На этом-то месте, пока в комнате было солнце, он ответственно, от всей полноты умиротворенного сердца начал новый цикл писем. Дорогая Рамона! Всего-навсего «дорогая»? Приоткройся побольше, Мозес. Милая Рамона. Ты совершенно замечательная женщина. Он задумался, говорить ли, что он в Людевилле. На своем «мерседесе» она может добраться из Нью-Йорка за три часа — и, может статься, так она и сделает. Благослови, Боже, ее коротковатые точеные ножки, крепкую загорелую грудь и умопомрачительные кривенькие зубы, цыганские брови и локоны. La devoradora de hombres[248]. Однако местом отправления он решил указать Чикаго и попросить Лукаса переслать дальше. Сейчас ему хотелось одного — покоя. Покоя и ясности. Надеюсь, я не очень тебя огорчил своим исчезновением. Я знаю, ты не из тех ломак, у кого потом месяц замаливаешь пропущенное свидание. Мне нужно было повидать дочь и сына тоже. Он в Аюмахском лагере, что в районе Катскиллских гор. Лето обещает быть рабочим. Есть интересные результаты. Не возьмусь утверждать слишком многое, но одно, что не переставая утверждал и всегда чувствовал, уже могу высказать. Свет истины не в дальней дали, и нет настолько ничтожного или испорченного человека, чтобы он не вошел в него. Почему, собственно, не сказать это? Но мириться с бесполезностью, с изгнанием в личную жизнь, с неразберихой… Может, Герцог, начать с тех сов в соседней комнате, с голых совят в синих прыщах? Ибо последний вопрос, он же первый, вопрос смерти предлагает нам интереснейшую альтернативу: либо по собственному желанию, в доказательство своей «свободы», распасться на составные части, либо признать, что своей жизнью мы обязаны вот этому бодрствующему сроку существования, хотя бы остальное пустота. (В конце концов, мы не знаем положительно, что такое эта пустота.)
Нужно ли все это говорить Рамоне? Иные женщины воспринимают серьезность как попытку расположить к себе. Она захочет ребенка. От мужчины, который разговаривает с ней подобным образом, ей захочется произвести потомство. Работа.
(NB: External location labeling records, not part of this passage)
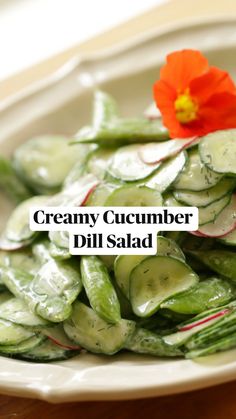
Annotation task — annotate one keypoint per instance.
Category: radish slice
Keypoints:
(156, 152)
(152, 112)
(57, 335)
(223, 224)
(204, 320)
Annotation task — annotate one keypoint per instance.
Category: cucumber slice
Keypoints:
(157, 278)
(16, 311)
(156, 152)
(224, 222)
(22, 347)
(124, 264)
(210, 293)
(127, 165)
(144, 341)
(13, 334)
(100, 194)
(99, 289)
(195, 175)
(208, 214)
(99, 161)
(222, 262)
(44, 162)
(205, 198)
(218, 151)
(167, 173)
(76, 194)
(134, 196)
(46, 352)
(87, 329)
(17, 227)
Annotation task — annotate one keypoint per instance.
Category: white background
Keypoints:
(33, 30)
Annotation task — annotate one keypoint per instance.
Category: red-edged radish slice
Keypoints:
(152, 112)
(223, 224)
(156, 152)
(204, 320)
(57, 335)
(196, 233)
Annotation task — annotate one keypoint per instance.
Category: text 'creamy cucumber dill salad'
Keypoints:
(179, 303)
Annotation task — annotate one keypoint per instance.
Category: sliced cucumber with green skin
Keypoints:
(127, 165)
(17, 311)
(75, 194)
(59, 239)
(210, 293)
(167, 173)
(19, 259)
(208, 214)
(156, 152)
(45, 161)
(12, 334)
(17, 227)
(134, 196)
(50, 293)
(22, 347)
(118, 132)
(100, 194)
(10, 183)
(91, 332)
(58, 252)
(218, 151)
(47, 351)
(99, 289)
(99, 161)
(144, 341)
(224, 223)
(157, 278)
(124, 264)
(221, 261)
(195, 175)
(205, 198)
Работа. Настоящая полезная работа… Он прервал мысль. А Рамона — отменный работник. В меру своих возможностей. При этом любит свою работу. Он нежно улыбнулся ей с облитого солнцем матраца.
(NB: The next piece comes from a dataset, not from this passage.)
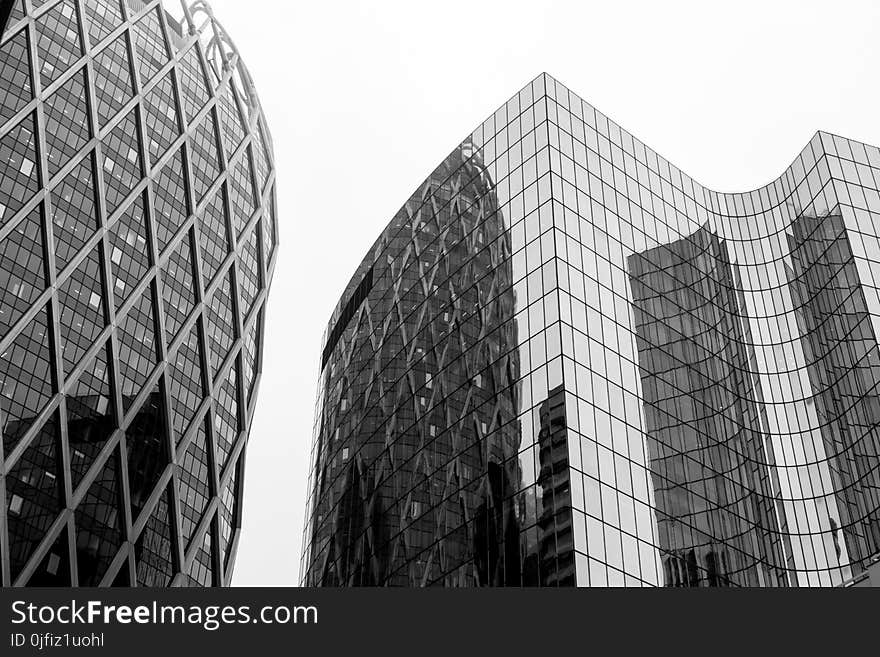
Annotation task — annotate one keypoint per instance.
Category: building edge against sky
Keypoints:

Дорогой Марко! Я выбрался в родовое поместье посмотреть, что и как, и передохнуть. Вообще говоря, все тут в полном порядке. Может, после лагеря ты захочешь пожить со мной здесь — по-походному? Поговорим в родительский день. Я бы очень этого хотел, правда. Твою сестричку я видел вчера в Чикаго, она шалунья и прелесть. Твою открытку она получила.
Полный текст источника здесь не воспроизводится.